O me! what eyes hath Love put in my head,
Which have no correspondence with true sight;
Or, if they have, where is my judgement fled,
That censures falsely what they see aright?
If that be fair whereon my false eyes dote,
What means the world to say it is not so?
If it be not, then love doth well denote
Love’s eye is not so true as all men’s: no,
How can it? O! how can Love’s eye be true,
That is so vexed with watching and with tears?
No marvel then, though I mistake my view;
The sun itself sees not, till heaven clears.

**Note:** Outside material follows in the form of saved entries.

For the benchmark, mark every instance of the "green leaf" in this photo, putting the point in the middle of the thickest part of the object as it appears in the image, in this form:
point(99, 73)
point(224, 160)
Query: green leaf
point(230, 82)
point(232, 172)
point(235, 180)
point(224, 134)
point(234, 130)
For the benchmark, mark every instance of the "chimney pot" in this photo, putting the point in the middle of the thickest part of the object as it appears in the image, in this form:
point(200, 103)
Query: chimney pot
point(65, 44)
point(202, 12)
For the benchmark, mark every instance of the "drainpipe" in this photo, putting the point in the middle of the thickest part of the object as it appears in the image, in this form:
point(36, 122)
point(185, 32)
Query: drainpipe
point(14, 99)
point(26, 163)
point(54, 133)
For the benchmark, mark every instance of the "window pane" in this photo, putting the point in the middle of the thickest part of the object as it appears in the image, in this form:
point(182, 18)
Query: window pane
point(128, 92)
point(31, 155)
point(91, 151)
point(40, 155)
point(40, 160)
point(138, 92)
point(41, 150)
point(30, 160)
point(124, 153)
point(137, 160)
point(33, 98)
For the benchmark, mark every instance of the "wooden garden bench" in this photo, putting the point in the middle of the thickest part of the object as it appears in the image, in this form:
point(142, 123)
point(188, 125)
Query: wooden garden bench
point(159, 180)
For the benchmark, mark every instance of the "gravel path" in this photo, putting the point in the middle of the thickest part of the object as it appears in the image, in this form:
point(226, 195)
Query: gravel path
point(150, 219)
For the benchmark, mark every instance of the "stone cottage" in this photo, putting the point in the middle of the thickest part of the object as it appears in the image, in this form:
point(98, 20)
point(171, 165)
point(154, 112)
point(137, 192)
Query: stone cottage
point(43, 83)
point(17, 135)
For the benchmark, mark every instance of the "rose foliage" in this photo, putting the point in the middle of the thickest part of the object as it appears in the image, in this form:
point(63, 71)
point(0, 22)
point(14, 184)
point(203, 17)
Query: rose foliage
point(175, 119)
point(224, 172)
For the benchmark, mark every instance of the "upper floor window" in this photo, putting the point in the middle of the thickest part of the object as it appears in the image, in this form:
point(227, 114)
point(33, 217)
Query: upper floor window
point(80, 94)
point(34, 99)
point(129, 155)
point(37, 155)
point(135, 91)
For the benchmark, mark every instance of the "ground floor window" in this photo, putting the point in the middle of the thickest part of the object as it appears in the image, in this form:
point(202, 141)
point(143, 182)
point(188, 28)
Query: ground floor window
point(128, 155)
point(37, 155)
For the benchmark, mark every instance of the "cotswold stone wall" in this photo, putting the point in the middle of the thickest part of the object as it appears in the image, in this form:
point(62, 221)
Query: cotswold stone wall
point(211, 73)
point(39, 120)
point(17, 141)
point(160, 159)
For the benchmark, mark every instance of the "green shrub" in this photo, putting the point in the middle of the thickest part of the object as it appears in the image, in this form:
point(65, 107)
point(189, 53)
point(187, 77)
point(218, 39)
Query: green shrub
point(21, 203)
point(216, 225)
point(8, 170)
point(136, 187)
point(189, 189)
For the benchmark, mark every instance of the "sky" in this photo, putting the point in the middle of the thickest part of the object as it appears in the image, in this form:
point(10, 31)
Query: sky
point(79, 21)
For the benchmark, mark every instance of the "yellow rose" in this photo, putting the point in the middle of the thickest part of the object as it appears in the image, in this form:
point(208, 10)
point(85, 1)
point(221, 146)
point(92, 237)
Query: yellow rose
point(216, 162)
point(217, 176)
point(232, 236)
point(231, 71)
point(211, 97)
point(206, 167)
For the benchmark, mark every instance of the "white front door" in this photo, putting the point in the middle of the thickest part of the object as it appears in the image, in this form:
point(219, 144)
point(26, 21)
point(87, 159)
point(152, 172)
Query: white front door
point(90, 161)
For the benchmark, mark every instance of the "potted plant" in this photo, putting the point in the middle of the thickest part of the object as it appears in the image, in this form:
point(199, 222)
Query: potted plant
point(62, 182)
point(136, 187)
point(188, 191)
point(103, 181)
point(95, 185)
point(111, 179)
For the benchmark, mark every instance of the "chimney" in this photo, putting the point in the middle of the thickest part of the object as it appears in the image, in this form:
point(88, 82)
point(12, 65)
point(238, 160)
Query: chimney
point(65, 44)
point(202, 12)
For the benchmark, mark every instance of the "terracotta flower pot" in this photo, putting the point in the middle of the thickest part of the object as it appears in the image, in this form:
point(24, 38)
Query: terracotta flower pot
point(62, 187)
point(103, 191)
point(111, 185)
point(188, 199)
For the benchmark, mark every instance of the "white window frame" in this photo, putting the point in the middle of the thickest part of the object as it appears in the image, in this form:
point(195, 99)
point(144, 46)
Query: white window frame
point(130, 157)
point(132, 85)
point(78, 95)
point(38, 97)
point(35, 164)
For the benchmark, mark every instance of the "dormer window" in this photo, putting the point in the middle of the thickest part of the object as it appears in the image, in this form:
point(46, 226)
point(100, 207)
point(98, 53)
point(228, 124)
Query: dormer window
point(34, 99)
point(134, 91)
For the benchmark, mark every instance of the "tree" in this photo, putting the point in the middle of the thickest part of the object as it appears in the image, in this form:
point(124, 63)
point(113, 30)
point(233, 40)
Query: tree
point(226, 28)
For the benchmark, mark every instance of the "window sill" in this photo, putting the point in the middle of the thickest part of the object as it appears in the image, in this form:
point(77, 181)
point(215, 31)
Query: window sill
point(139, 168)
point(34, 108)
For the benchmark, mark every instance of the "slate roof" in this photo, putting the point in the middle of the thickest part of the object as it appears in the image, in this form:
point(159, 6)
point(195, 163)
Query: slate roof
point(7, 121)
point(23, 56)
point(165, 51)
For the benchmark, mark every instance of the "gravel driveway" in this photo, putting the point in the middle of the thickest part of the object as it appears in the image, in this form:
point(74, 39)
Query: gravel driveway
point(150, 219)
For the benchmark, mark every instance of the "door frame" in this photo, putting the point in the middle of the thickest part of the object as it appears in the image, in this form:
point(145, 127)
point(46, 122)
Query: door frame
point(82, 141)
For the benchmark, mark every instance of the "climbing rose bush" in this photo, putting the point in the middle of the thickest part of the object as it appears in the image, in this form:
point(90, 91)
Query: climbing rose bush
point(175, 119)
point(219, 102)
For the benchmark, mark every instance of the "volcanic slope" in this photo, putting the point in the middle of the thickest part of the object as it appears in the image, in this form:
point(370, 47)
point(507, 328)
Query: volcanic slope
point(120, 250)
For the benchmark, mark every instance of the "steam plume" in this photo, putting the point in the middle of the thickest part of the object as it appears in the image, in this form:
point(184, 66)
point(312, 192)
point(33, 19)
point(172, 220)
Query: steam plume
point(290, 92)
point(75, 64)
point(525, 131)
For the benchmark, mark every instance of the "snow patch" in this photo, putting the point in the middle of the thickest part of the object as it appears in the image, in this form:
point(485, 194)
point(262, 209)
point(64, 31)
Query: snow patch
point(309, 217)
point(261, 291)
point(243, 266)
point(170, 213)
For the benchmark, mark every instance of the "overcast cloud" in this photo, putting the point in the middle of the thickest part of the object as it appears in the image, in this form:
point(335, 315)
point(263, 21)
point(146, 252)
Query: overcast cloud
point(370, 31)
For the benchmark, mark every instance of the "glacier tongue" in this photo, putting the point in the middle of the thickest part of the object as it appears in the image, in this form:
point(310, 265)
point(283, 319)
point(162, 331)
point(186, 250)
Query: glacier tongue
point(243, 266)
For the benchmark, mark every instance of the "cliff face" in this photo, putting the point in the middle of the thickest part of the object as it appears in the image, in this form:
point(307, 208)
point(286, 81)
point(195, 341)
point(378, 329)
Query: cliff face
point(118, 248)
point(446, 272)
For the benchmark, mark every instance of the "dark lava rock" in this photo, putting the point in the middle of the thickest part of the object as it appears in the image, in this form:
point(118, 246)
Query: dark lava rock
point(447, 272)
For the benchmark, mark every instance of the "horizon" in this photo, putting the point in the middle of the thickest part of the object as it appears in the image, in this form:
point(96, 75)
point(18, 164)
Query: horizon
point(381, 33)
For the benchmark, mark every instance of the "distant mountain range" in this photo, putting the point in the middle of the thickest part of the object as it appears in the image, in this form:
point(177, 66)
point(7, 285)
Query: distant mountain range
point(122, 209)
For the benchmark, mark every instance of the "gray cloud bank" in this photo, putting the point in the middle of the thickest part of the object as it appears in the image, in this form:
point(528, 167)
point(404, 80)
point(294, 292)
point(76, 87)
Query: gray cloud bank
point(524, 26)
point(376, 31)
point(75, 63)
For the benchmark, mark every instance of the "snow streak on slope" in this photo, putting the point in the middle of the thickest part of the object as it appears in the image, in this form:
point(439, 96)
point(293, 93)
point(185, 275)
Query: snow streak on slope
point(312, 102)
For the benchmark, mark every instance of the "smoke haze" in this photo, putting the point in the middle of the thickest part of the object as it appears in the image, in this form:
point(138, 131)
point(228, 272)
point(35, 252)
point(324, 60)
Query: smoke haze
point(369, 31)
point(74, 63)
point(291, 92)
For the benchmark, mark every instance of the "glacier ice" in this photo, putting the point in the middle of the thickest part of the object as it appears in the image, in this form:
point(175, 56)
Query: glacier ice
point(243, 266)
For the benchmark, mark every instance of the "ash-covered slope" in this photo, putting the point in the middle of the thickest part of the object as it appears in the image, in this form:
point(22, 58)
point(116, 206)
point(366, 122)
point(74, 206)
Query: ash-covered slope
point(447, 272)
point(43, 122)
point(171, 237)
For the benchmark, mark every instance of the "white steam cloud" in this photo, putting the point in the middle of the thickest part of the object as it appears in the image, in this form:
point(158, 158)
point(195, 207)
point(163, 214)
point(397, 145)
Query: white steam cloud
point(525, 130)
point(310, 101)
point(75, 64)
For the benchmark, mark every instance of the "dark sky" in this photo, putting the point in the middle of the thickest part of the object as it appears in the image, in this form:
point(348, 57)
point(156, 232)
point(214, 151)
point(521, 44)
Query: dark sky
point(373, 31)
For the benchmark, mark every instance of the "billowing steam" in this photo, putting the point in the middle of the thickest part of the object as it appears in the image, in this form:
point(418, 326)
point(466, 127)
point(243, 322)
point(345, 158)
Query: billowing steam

O cunning Love! with tears thou keep’st me blind,
Lest eyes well-seeing thy foul faults should find.
In plain English
Love has given me eyes that don't work right—they see something as beautiful that the whole world says isn't. Either my eyes are broken, or my judgment is broken and I'm calling ugly things fair.
The speaker spirals through the logic: if what I love is really fair, why does everyone else say it isn't? If it isn't fair, then love itself is just bad eyesight. And of course love's vision can't be trusted—it's clouded by obsession and tears.
By the end, he accuses love of a deliberate trick: love keeps him crying and blind on purpose, so he won't see the faults in the dark lady. Love uses his own tears as a weapon to keep him from seeing the truth.